Whales and Phillip Island
I remember the first time I sighted a pygmy whale in the Bass Strait. It was hard to control my excitement at seeing such a spectacular sight, and I know that i am not alone when it comes to the excitement of seeing a whale. I have heard of other people jumping, screaming and gesticulating when they spot their first whale. It truly is an incredible sight, one that you will not forget as long as you live.
If you come on a holiday (or weekend) to Phillip Island, whale watching should be part of your itinerary. Phillip Island, is along the migration route of whales and during the migration season, it is quite common to spot whales lazily swimming through the waters.
Pygmy Blue Whale
Don’t let the name put you off. At 24.4 metres, pygmy blue whales are anything but pygmies. Of course, they are smaller in size compared to other blue whales. It is quite common to spot pygmy blue whales between December and May.

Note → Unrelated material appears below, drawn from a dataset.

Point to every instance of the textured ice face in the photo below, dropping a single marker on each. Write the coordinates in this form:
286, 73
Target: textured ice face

About 100 such whales come to the Bass Strait to feed on schools of krill and when you make an effort to find out more about these so-called pygmies, you will realise they have giant appetites!
Southern Right Whale
It is a fascinating sight to watch Southern Right whales migrate to the Great Australian Bight. This is perhaps the best time to spot these whales making their way slowly, but surely. This magnificent sight will be etched in your mind forever.
Right from May, you will be able to spot Southern Right whales coming close to the shore, as these waters are used for calving as well as raising the young calves. Southern Right whales come from the cold waters of the Antarctica. It is estimated that about 1,500 of these whales migrate via the Bass Strait.
Orca or Killer Whale
I love fur seals, but they also are a reason to bring orcas close to Phillip Island. Killer whales feed on Australian fur seals, squids, dolphins and young Humpback whales that migrate through the Strait. In fact, if you are lucky, you may be able to catch the sight of a pod of orcas trying to prey on Australian fur seals living on Seal Rocks. Another place to catch orcas trying to hunt down dolphins is Cape Schanck.

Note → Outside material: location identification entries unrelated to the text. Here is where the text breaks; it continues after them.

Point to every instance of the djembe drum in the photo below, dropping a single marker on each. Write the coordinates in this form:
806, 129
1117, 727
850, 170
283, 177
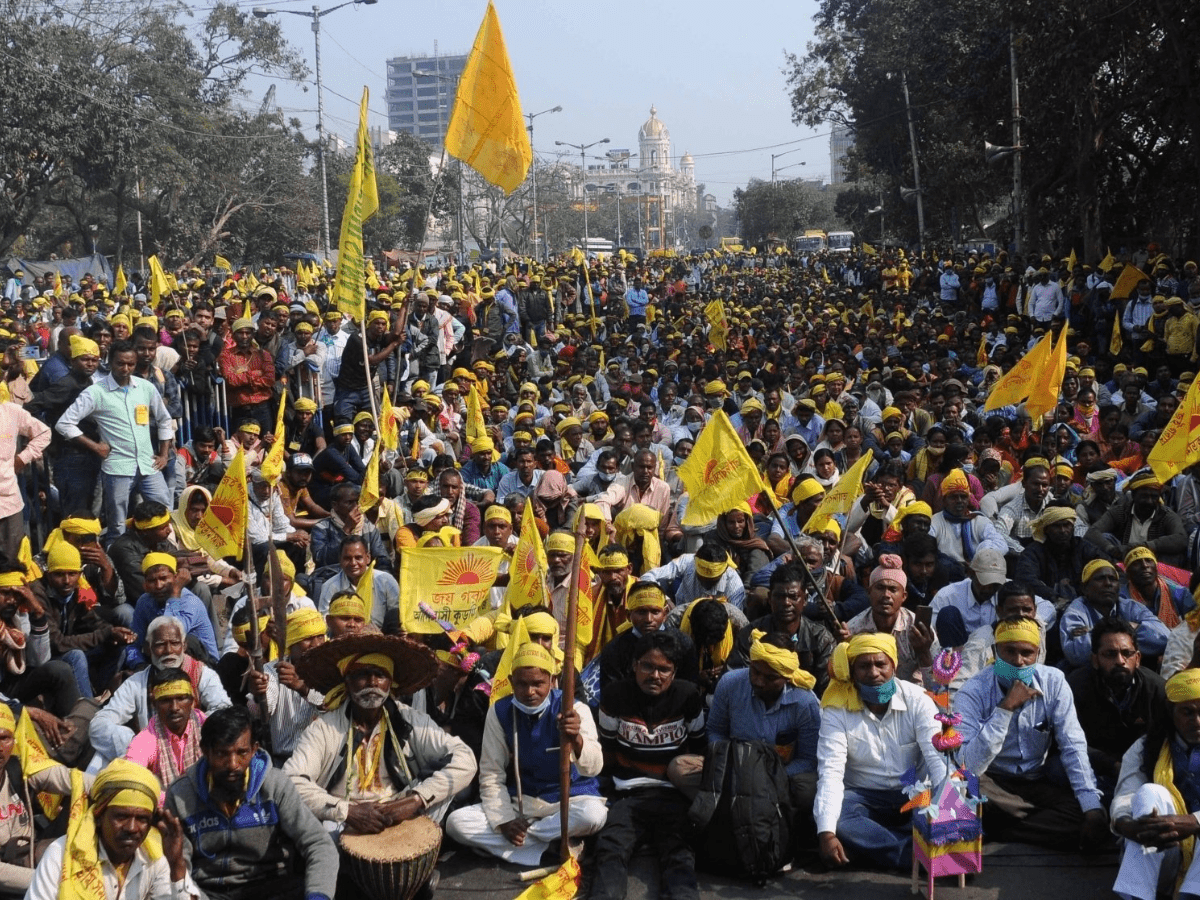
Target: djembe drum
395, 863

Every winter, Humpback whales migrate from the cold waters of Antarctica to the warmer waters off the coast of Queensland to breed and give birth to calves. In this endeavour, these whales pass through the Bass Strait. So, come winter, you may be able to get a glimpse of these amazing creatures. And, if you are really, really lucky, you will be able to listen to the vocalization of a male humpback whale. It can be mesmerising. Males vocalize to woo females and this happens during the migration process.
If you are anything like me – an ardent nature and animal lover – you will stay put on Phillip Island till you spot these amazing cetaceans and listen to them sing and rear their young ones. It is one experience I will never forget and this is what keeps bringing me back to Phillip Island during winters. Summers, I just need an excuse to be on the island!